Американская фантастическая проза. Часть 1 (Азимов, Брэдбери) - страница 2

"Некоторые думают, что стиль — это фантазия. В действительности стиль — это правда. Даже если моя правда состоит в том, чтобы слышать, как кричат динозавры… Правда — это также библейская простота" — так он сам отозвался о своем стиле. Можно возразить, что и библейская "простота" не проста, и стиль Брэдбери фантазии отнюдь не лишен. Той фантазии, которая свойственна романтической поэзии и прозе и все изображаемое окрашивает некоторой патетикой, как бы приподнимая его над обыденным и привычным. Одухотворяет быт. Стиль Брэдбери преобразует действительность. Он — книжный писатель, но крепко стоит на американской "почве" (во всех возможных смыслах слова) и держится взращенных ею идеалов. Любой идеал можно извратить и опошлить, но это — ошибки и беды исторической практики народов; первозданные же идеалы великой нации остаются нетленными. Страницы творчества Брэдбери, как фантастические, так и реалистические, будучи "высвечены" этими идеалами, пронизаны верой в человека и высокой духовностью. Отсюда — приподнято-романтический колорит письма, стирающий границы между реальностью и сказкой и перебрасывающий между ними мостки.

Но Брэдбери — писатель ядерной эпохи. К ее началу он подошел, имея за плечами первый опыт литературной работы, публикации в журналах и самостоятельное изучение национального наследия. Он уже нащупал свою ведущую тему в фантастике: дуализм жизни и смерти, чудо жизни, которая"…столь же таинственна, как и смерть… За две тысячи лет все великие философы так и не разгадали их. Мы до сих пор задаемся все теми же вопросами…" Тема осталась ведущей, изменилась ее трактовка.

Время. Неизбывная и постоянно избываемая категория; вечность и живая реальность существования каждого отдельного смертного. Брэдбери стремится постичь эту двойственность времени в его течении. У него время способно попридержать свой бег, позволить ощутить свою полноту, цвет, вкус, запах, как то происходит в "Вине из одуванчиков" или новелле "Запах сарсапарели". Иной раз писатель поддается ностальгии, однако при этом не упускает из виду, что как нельзя дважды вступить в одну и ту же реку, так нельзя повторно пережить одно и то же время.

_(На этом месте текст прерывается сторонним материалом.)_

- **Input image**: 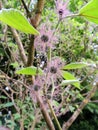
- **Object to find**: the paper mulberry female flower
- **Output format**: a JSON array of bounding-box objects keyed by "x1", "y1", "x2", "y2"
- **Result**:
[
  {"x1": 30, "y1": 75, "x2": 46, "y2": 102},
  {"x1": 34, "y1": 24, "x2": 57, "y2": 53},
  {"x1": 55, "y1": 0, "x2": 70, "y2": 19},
  {"x1": 46, "y1": 57, "x2": 64, "y2": 81}
]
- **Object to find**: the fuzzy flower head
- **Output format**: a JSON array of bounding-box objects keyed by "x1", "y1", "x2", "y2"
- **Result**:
[
  {"x1": 55, "y1": 0, "x2": 70, "y2": 19},
  {"x1": 34, "y1": 24, "x2": 57, "y2": 53},
  {"x1": 33, "y1": 75, "x2": 46, "y2": 91},
  {"x1": 46, "y1": 57, "x2": 64, "y2": 81},
  {"x1": 30, "y1": 75, "x2": 46, "y2": 102}
]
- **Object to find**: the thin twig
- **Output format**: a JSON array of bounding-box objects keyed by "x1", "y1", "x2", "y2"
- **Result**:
[
  {"x1": 62, "y1": 13, "x2": 79, "y2": 20},
  {"x1": 10, "y1": 28, "x2": 27, "y2": 66},
  {"x1": 47, "y1": 99, "x2": 62, "y2": 130},
  {"x1": 30, "y1": 109, "x2": 40, "y2": 130},
  {"x1": 0, "y1": 70, "x2": 30, "y2": 90},
  {"x1": 21, "y1": 0, "x2": 31, "y2": 17}
]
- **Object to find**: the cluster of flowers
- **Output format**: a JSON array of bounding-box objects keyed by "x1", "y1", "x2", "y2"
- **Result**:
[{"x1": 31, "y1": 0, "x2": 70, "y2": 113}]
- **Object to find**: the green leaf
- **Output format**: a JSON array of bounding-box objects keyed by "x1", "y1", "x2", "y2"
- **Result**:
[
  {"x1": 10, "y1": 62, "x2": 19, "y2": 68},
  {"x1": 79, "y1": 0, "x2": 98, "y2": 24},
  {"x1": 0, "y1": 96, "x2": 7, "y2": 99},
  {"x1": 6, "y1": 120, "x2": 16, "y2": 128},
  {"x1": 53, "y1": 100, "x2": 59, "y2": 107},
  {"x1": 69, "y1": 105, "x2": 75, "y2": 112},
  {"x1": 0, "y1": 8, "x2": 39, "y2": 34},
  {"x1": 63, "y1": 62, "x2": 89, "y2": 70},
  {"x1": 16, "y1": 66, "x2": 43, "y2": 75},
  {"x1": 61, "y1": 71, "x2": 80, "y2": 89},
  {"x1": 29, "y1": 114, "x2": 35, "y2": 120},
  {"x1": 0, "y1": 102, "x2": 14, "y2": 109},
  {"x1": 0, "y1": 48, "x2": 5, "y2": 56},
  {"x1": 60, "y1": 80, "x2": 80, "y2": 87},
  {"x1": 13, "y1": 113, "x2": 21, "y2": 120}
]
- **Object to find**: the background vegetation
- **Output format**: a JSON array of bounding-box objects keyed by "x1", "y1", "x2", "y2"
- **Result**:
[{"x1": 0, "y1": 0, "x2": 98, "y2": 130}]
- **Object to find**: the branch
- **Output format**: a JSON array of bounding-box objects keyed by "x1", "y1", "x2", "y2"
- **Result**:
[
  {"x1": 10, "y1": 28, "x2": 27, "y2": 66},
  {"x1": 21, "y1": 0, "x2": 31, "y2": 17},
  {"x1": 62, "y1": 13, "x2": 79, "y2": 20},
  {"x1": 34, "y1": 91, "x2": 55, "y2": 130},
  {"x1": 30, "y1": 109, "x2": 40, "y2": 130},
  {"x1": 0, "y1": 1, "x2": 2, "y2": 10},
  {"x1": 47, "y1": 99, "x2": 62, "y2": 130},
  {"x1": 31, "y1": 0, "x2": 45, "y2": 28},
  {"x1": 27, "y1": 0, "x2": 45, "y2": 66},
  {"x1": 62, "y1": 77, "x2": 98, "y2": 130},
  {"x1": 27, "y1": 35, "x2": 35, "y2": 66}
]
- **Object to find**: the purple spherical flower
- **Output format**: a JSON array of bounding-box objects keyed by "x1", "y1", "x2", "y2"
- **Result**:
[
  {"x1": 55, "y1": 0, "x2": 70, "y2": 19},
  {"x1": 46, "y1": 57, "x2": 64, "y2": 81},
  {"x1": 34, "y1": 24, "x2": 57, "y2": 53}
]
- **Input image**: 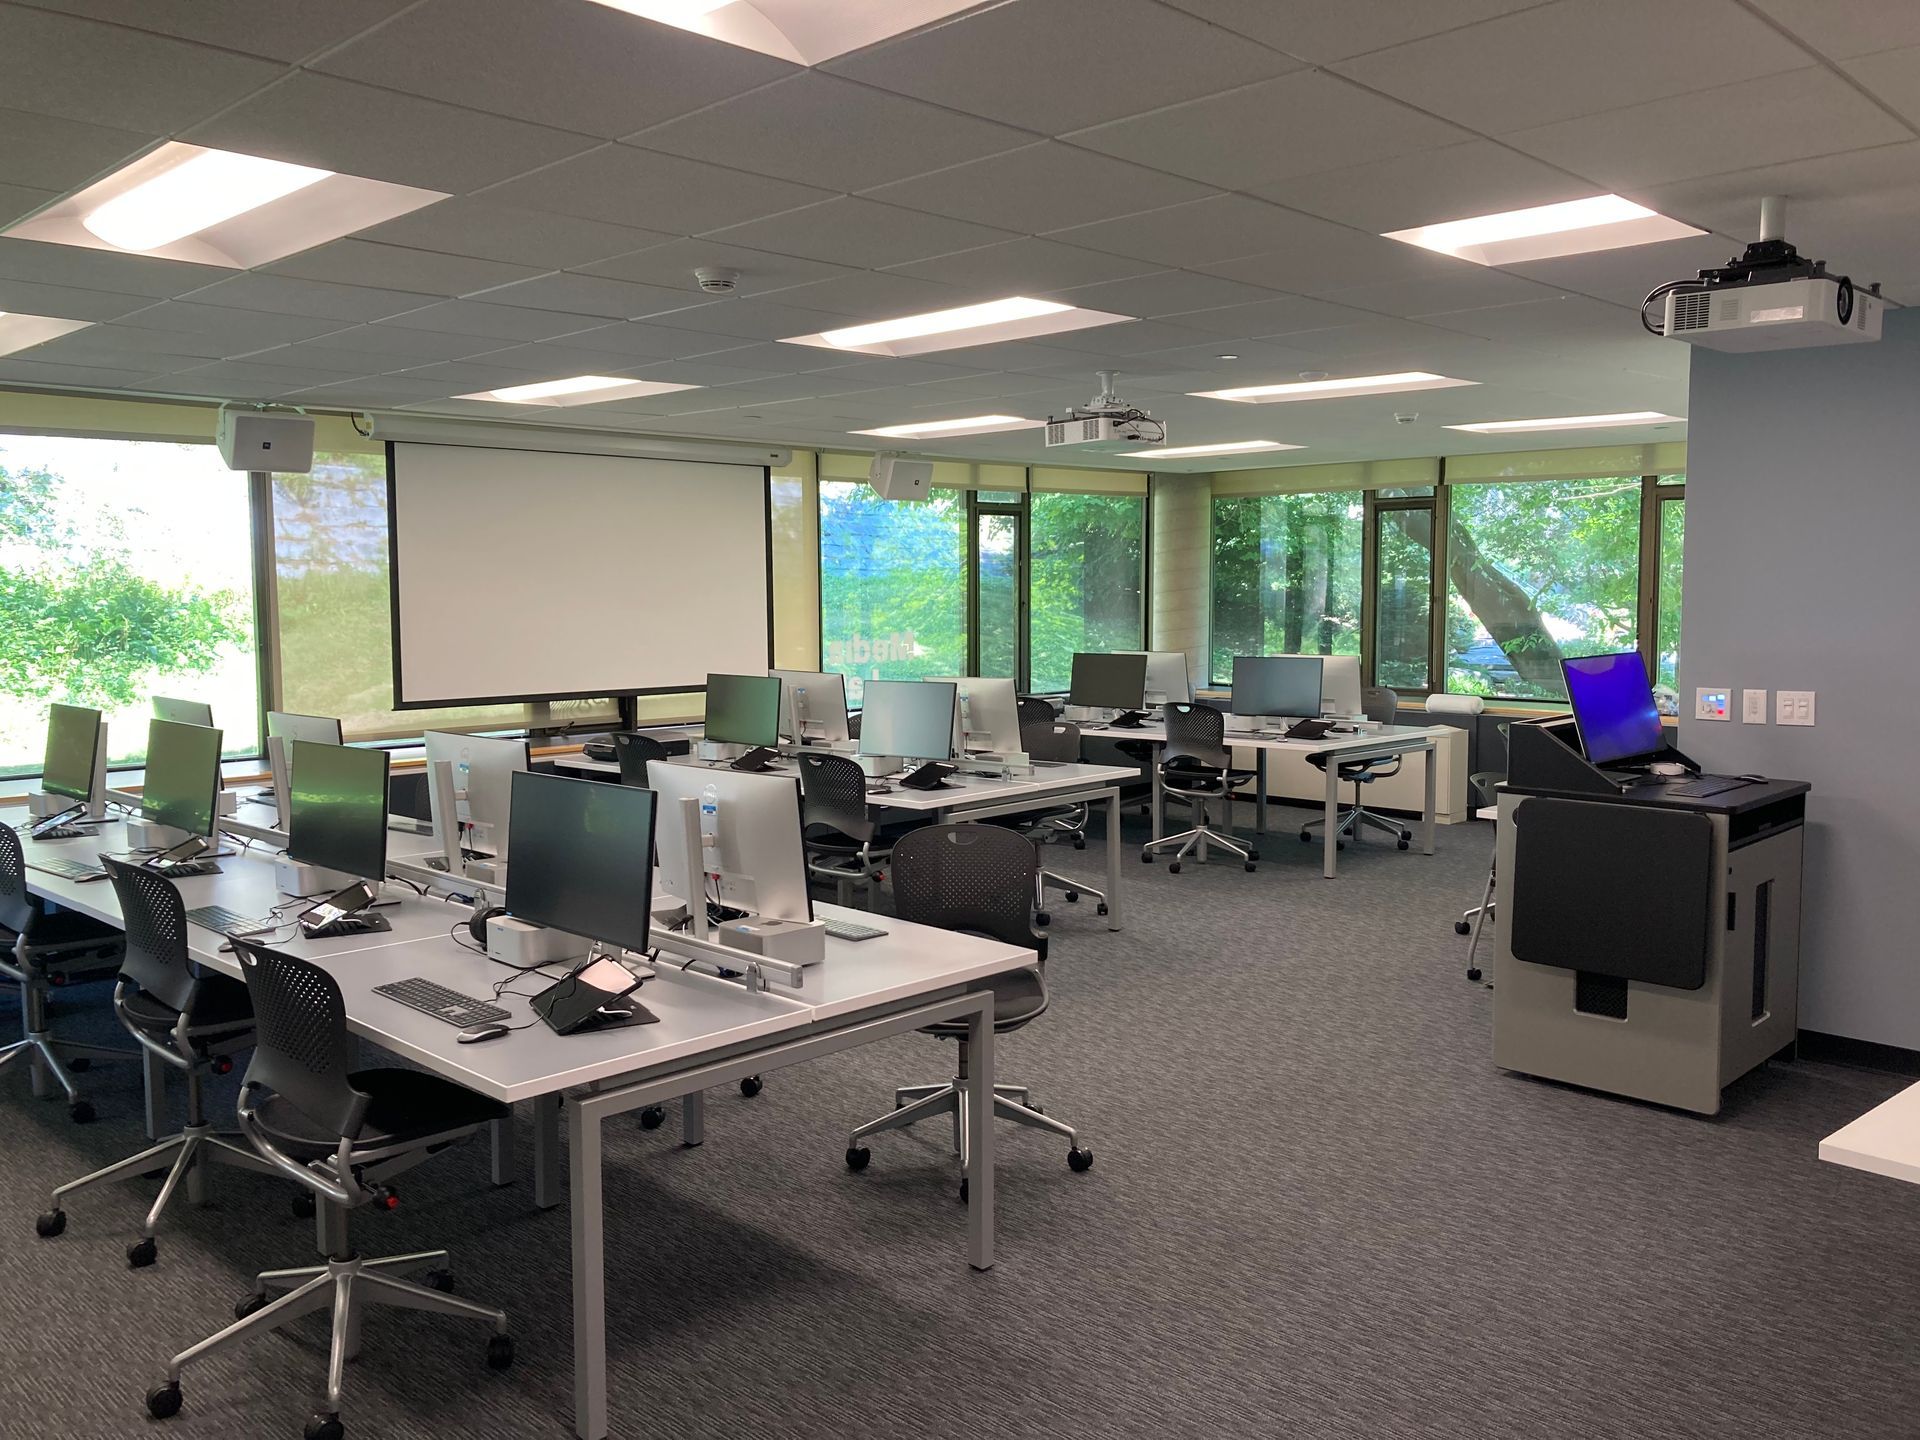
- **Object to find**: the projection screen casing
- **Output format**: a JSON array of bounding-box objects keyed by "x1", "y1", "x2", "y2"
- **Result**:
[{"x1": 387, "y1": 441, "x2": 771, "y2": 707}]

В его фантастических притчах время необратимо, в нем "смешалось дыхание жизни и смерти" ("Кошки-мышки"), попытки переиграть его, обмануть, обойти, выпасть из его поступательного движения — рассказы "Кошки-мышки", "Третья экспедиция", "И грянул гром", "Здравствуй и прощай" — завершаются трагически. Достойный человека путь — идти по вектору: "…люди всегда рассуждают насчет бессмертия, так вот, есть один-единственный способ этого самого бессмертия добиться: надо идти дальше, засеять Вселенную" ("Земляничное окошко").